7. Aux termes de l'article L. 423-23 du code de l'entrée et du séjour des étrangers et du droit d'asile : " L'étranger qui n'entre pas dans les catégories prévues aux articles L. 423-1, L. 423-7, L. 423-14, L. 423-15, L. 423-21 et L. 423-22 ou dans celles qui ouvrent droit au regroupement familial, et qui dispose de liens personnels et familiaux en France tels que le refus d'autoriser son séjour porterait à son droit au respect de sa vie privée et familiale une atteinte disproportionnée au regard des motifs du refus, se voit délivrer une carte de séjour temporaire portant la mention " vie privée et familiale " d'une durée d'un an, sans que soit opposable la condition prévue à l'article L. 412-1. / Les liens mentionnés au premier alinéa sont appréciés notamment au regard de leur intensité, de leur ancienneté et de leur stabilité, des conditions d'existence de l'étranger, de son insertion dans la société française ainsi que de la nature de ses liens avec sa famille restée dans son pays d'origine. / L'insertion de l'étranger dans la société française est évaluée en tenant compte notamment de sa connaissance des valeurs de la République. ".
8. M. B, qui ne justifie pas d'une entrée régulière sur le territoire français, y est arrivé au mois de juin 2019 et son séjour n'est, ainsi, pas ancien.
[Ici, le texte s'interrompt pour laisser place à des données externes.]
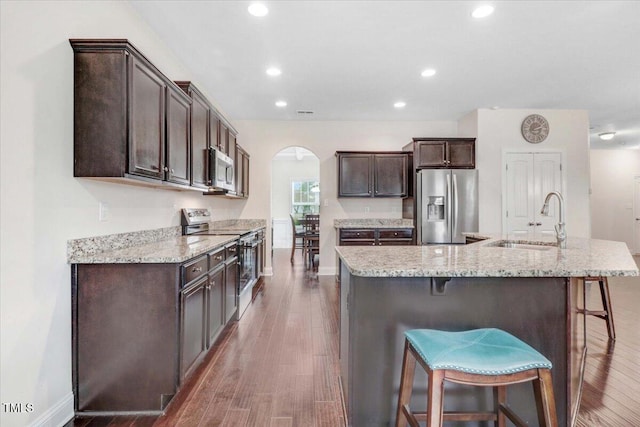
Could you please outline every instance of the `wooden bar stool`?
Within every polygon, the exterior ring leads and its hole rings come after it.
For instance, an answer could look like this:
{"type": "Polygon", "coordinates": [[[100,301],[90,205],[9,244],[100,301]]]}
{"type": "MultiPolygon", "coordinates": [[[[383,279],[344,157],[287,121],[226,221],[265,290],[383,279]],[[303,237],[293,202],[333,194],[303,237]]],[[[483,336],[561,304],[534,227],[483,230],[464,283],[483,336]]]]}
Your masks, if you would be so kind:
{"type": "MultiPolygon", "coordinates": [[[[604,276],[585,277],[584,285],[587,282],[598,282],[600,285],[600,297],[602,298],[602,310],[581,310],[582,313],[589,316],[596,316],[604,319],[607,322],[607,332],[609,333],[609,339],[615,341],[616,339],[616,327],[613,324],[613,311],[611,311],[611,297],[609,295],[609,282],[604,276]]],[[[584,289],[586,292],[586,289],[584,289]]]]}
{"type": "Polygon", "coordinates": [[[525,422],[507,405],[507,386],[533,382],[541,426],[556,427],[558,419],[551,383],[551,362],[528,344],[500,329],[445,332],[412,329],[405,332],[404,358],[398,397],[396,427],[442,426],[444,421],[497,421],[506,426],[525,422]],[[429,376],[426,412],[411,412],[416,360],[429,376]],[[495,387],[494,412],[443,412],[444,382],[495,387]]]}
Célibataire et n'ayant aucune tierce personne à sa charge, il ne dispose pas en France de liens personnels et familiaux qui seraient intenses, anciens et stables. Il ne justifie pas non plus d'une insertion particulière dans la société française, qui ne saurait résulter de sa seule volonté de travailler en France. Il ne ressort pas du dossier qu'il n'aurait plus de liens avec sa famille au Bangladesh, où demeurent au moins ses parents et sa sœur. Il en résulte qu'il n'est pas fondé à soutenir que les dispositions de l'article L. 423-23 précité lui ouvrent droit à la délivrance d'un titre de séjour.
9. Aux termes de l'article L. 435-1 du code de l'entrée et du séjour des étrangers et du droit d'asile : " L'étranger dont l'admission au séjour répond à des considérations humanitaires ou se justifie au regard des motifs exceptionnels qu'il fait valoir peut se voir délivrer une carte de séjour temporaire portant la mention " salarié ", " travailleur temporaire " ou " vie privée et familiale ", sans que soit opposable la condition prévue à l'article L. 412-1. / () ".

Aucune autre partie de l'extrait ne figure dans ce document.